The Netopia router is definately doing the NAT in this situation. Private IPs on one interface, public IPs on the other. It may not be the DHCP server, but that's unrelated.
so the destination=0.0.0.0 mask=0.0.0.0 gateway=10.1.1.245 is what it should be instead of destination 0.0.0.0 mask=0.0.0.0 gateway=ppp1 if i am getting this right. which i think is what it used to be until we started playing around with it.
after he changed the 0.0.0.0 0.0.0.0 10.1.1.245 he is now (after telneting into the main adtran with the 2 t1 wic card) able to ping a external ip address. so a little progress.
not sure yet if he can ping an external ip address from site a though. he will get back to me on that.
there is also another issue with dns, which can wait until all of this other stuff is resolved, the people in site a or b are not able to resolve names into ip addresses. where would i put the dns stuff? the netopia (i think it is already in there)? site b's adtran?
from their it guy: just logged out of their system. I am now able to ping an outside IP from both site a and the main site. I changed the DNS to 10.1.1.250 and 12.127.17.71 on the main site router and I can ping a web address.
site a still has problems pinging a domain name though. I've tried several different dns settings without success.
They way we have setup DNS is to forward all DNS requests to our internal DNS server. If the requested site is not in our DNS server's cache, that request is forwarded to our ISP's DNS servers.
Remote site routers are programmed to configure DNS (via DHCP) for any computers there. For example, our main site is 10.1.1.X and DNS server is 10.1.1.21. Any remote site (10.2.1.X, for example) systems are configured to point to 10.1.1.21 for DNS resolution. Of course, it's not a bad idea to have a couple of DNS servers internally as you can replicate the DNS configuration that way.
Sometimes you carpe diem, sometimes your diem gets carped.
Didn't really have a chance until now to fully look at your config.

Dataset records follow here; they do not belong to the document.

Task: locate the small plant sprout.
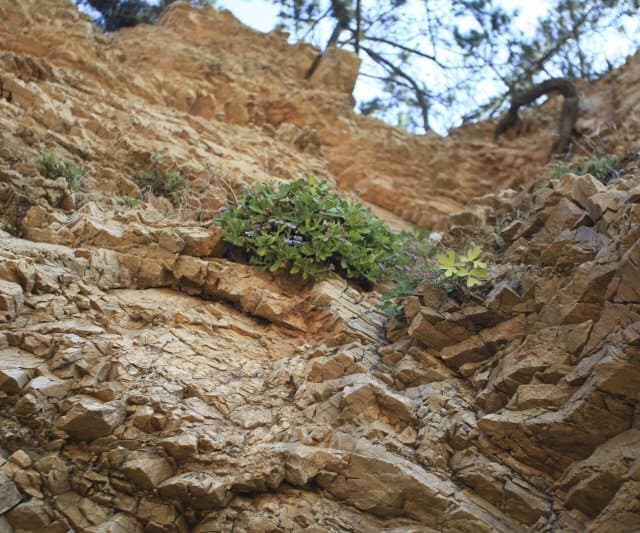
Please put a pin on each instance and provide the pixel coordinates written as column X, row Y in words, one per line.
column 468, row 267
column 55, row 167
column 169, row 183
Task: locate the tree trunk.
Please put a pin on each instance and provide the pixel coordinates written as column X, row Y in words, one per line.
column 566, row 88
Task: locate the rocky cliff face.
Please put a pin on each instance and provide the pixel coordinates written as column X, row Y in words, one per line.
column 149, row 384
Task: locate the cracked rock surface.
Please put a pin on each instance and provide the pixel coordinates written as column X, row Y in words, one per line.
column 148, row 383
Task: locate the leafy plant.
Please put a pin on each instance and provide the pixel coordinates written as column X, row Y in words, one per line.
column 599, row 168
column 307, row 229
column 55, row 167
column 130, row 201
column 169, row 183
column 468, row 267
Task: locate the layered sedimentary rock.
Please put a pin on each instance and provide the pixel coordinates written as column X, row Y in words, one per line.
column 149, row 383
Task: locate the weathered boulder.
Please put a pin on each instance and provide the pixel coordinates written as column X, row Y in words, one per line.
column 88, row 418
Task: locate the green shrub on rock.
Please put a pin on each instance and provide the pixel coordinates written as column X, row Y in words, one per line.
column 55, row 167
column 307, row 229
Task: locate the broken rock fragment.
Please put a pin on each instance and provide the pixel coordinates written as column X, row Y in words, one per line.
column 89, row 418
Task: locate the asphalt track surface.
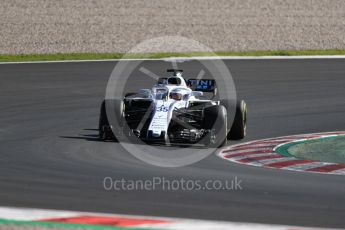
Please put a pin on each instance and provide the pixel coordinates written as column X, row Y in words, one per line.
column 50, row 156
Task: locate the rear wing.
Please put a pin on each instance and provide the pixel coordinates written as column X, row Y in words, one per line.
column 203, row 85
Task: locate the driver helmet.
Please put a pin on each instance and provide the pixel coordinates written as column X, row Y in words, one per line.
column 176, row 96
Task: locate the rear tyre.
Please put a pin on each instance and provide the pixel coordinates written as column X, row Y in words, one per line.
column 239, row 127
column 215, row 120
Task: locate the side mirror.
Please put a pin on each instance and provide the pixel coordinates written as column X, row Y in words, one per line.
column 197, row 94
column 145, row 93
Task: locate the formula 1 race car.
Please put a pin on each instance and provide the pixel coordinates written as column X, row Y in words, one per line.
column 174, row 110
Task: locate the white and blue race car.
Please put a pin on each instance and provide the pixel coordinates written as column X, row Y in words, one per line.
column 175, row 110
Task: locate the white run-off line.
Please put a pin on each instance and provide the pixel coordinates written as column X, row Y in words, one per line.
column 30, row 214
column 181, row 59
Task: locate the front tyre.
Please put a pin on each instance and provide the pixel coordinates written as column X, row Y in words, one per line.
column 239, row 127
column 104, row 128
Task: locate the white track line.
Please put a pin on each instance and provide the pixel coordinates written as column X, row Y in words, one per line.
column 30, row 214
column 190, row 58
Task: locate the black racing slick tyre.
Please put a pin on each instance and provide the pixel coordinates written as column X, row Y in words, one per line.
column 215, row 120
column 104, row 127
column 239, row 127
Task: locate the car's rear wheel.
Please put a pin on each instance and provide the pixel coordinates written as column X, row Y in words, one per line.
column 239, row 127
column 215, row 120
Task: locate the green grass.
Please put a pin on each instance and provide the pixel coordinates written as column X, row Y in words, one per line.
column 98, row 56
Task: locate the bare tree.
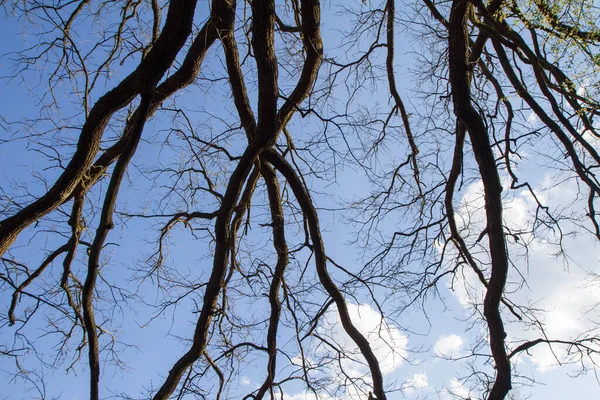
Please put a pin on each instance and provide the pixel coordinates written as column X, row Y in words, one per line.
column 227, row 115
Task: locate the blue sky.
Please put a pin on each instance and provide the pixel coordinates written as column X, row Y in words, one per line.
column 417, row 341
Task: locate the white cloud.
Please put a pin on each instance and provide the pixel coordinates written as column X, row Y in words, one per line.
column 448, row 346
column 303, row 396
column 558, row 287
column 456, row 389
column 417, row 382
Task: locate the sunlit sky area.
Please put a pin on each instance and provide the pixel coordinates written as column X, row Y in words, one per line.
column 425, row 347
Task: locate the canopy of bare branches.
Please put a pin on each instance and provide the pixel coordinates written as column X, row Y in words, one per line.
column 257, row 179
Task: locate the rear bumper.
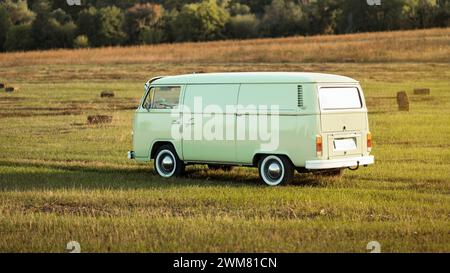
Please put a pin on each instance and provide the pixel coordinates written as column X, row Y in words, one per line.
column 339, row 163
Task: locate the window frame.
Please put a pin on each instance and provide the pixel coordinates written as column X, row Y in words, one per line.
column 361, row 102
column 151, row 92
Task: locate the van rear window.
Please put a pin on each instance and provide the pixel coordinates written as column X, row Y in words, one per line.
column 335, row 98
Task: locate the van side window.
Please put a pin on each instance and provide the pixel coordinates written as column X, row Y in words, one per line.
column 163, row 97
column 148, row 99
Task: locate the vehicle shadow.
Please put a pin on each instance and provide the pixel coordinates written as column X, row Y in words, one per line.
column 26, row 176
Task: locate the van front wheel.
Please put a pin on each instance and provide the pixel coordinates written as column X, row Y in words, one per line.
column 275, row 170
column 167, row 162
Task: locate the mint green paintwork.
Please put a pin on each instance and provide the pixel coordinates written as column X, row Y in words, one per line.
column 299, row 126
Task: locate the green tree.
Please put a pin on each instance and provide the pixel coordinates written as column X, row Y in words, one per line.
column 19, row 38
column 146, row 18
column 88, row 23
column 357, row 16
column 49, row 32
column 5, row 25
column 103, row 27
column 110, row 27
column 283, row 18
column 242, row 26
column 203, row 21
column 18, row 11
column 81, row 41
column 323, row 16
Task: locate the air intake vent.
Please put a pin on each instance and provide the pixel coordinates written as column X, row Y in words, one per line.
column 300, row 96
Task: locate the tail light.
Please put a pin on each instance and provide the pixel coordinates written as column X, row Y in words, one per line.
column 319, row 145
column 369, row 141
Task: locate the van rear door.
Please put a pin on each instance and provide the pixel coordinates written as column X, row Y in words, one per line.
column 343, row 120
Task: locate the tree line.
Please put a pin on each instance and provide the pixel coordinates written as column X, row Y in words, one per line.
column 46, row 24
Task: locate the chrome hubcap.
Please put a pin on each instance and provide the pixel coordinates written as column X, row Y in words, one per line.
column 167, row 163
column 274, row 170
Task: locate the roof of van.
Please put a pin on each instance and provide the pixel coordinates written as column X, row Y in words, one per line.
column 254, row 77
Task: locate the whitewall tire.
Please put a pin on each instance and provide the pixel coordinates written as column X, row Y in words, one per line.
column 275, row 170
column 167, row 163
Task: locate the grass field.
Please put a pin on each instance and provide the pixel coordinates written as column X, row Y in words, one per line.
column 62, row 179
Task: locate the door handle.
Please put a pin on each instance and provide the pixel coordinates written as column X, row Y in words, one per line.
column 190, row 122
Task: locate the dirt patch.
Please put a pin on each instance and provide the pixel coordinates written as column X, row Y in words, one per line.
column 402, row 101
column 69, row 209
column 422, row 91
column 107, row 94
column 99, row 119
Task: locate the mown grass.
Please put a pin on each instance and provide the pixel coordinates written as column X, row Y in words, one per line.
column 62, row 179
column 396, row 46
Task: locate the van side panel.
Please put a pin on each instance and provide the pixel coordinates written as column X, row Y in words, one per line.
column 151, row 126
column 299, row 121
column 207, row 133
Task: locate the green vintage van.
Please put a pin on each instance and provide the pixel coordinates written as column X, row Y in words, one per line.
column 277, row 121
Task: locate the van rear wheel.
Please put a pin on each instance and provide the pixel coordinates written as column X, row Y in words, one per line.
column 167, row 163
column 275, row 170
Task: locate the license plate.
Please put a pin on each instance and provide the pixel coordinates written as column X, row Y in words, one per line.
column 345, row 144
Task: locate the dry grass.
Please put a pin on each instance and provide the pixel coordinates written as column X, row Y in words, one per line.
column 431, row 45
column 62, row 179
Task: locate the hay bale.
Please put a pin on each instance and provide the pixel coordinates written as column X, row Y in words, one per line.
column 10, row 89
column 422, row 91
column 107, row 94
column 402, row 101
column 97, row 119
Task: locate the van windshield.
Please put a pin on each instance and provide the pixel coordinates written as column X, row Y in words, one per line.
column 335, row 98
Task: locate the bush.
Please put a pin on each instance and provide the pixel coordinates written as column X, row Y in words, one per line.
column 199, row 22
column 143, row 18
column 110, row 27
column 5, row 25
column 19, row 38
column 283, row 18
column 243, row 26
column 151, row 35
column 81, row 41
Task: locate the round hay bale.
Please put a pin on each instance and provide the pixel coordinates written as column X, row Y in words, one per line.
column 97, row 119
column 402, row 101
column 107, row 94
column 422, row 91
column 10, row 89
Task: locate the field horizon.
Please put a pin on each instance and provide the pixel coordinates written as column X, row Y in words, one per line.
column 62, row 179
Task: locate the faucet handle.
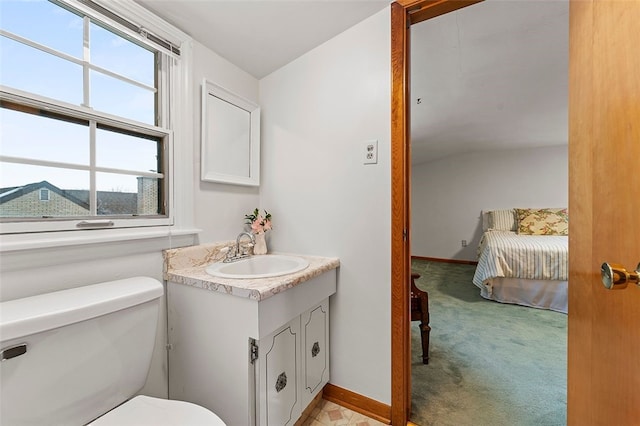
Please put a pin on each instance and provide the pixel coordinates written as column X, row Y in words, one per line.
column 244, row 248
column 227, row 251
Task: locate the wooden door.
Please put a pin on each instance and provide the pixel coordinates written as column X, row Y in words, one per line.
column 604, row 210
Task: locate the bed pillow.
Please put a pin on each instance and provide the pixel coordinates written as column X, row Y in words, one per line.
column 503, row 220
column 543, row 221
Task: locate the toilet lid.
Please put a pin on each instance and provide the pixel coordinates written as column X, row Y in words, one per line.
column 145, row 410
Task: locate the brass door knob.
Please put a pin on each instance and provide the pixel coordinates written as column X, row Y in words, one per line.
column 616, row 277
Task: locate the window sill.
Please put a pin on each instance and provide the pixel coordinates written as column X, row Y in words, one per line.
column 21, row 242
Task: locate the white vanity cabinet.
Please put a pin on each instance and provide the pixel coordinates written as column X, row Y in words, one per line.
column 293, row 366
column 252, row 362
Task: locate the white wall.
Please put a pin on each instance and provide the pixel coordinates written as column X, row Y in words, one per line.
column 316, row 113
column 219, row 208
column 448, row 195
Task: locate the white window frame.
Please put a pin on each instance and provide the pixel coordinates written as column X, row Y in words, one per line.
column 179, row 221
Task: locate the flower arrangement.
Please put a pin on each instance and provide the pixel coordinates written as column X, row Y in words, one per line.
column 259, row 223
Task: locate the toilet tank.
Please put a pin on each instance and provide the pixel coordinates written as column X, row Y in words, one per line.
column 72, row 355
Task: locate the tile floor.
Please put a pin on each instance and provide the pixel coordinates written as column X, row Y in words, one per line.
column 329, row 414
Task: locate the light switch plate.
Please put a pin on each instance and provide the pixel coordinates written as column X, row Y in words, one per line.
column 370, row 152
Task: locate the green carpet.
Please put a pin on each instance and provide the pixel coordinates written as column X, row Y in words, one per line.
column 490, row 363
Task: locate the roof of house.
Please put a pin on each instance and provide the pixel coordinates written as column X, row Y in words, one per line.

What I see is Main: Netopia Router 10.1.1.2/24 with the following routes: 0.0.0.0 0.0.0.0 12.68.210.145 WAN (Internet) 10.1.1.0 255.255.255.0 10.1.1.2 LAN & Wireless 10.1.4.0 255.255.255.0 10.1.1.245 LAN & Wireless 10.1.5.0 255.255.255.0 10.1.1.245 LAN & Wireless 12.68.210.144 255.255.255.248 12.68.210.146 WAN (Internet) (looks good) DHCP Server 1p address 10.1.1.250 DNS Server ip address 10.1.1.250?
Main 3200 eth 0/0 ip address 10.1.1.245/24 ppp1 ip address 10.1.2.1/30 ppp2 ip address 10.1.3.1/30
One the remote routers make sure you can ping all IP addresses on the Netopia router. If you can you have static routes in the Netopia. If you can't fix that. Next I am guessing you are NATing on the Netopia, you must either add NAT statement for the LAN sides of the remote sites or NAT on the switch at the headend. The better solution is to add the NAT on the Netopia. You will then be able to ping to the internet ONLY if you source the ping on the LAN interface. Alternatively you could also NAT the P-to-P T1 addresses also and then you could ping directly from the remote routers.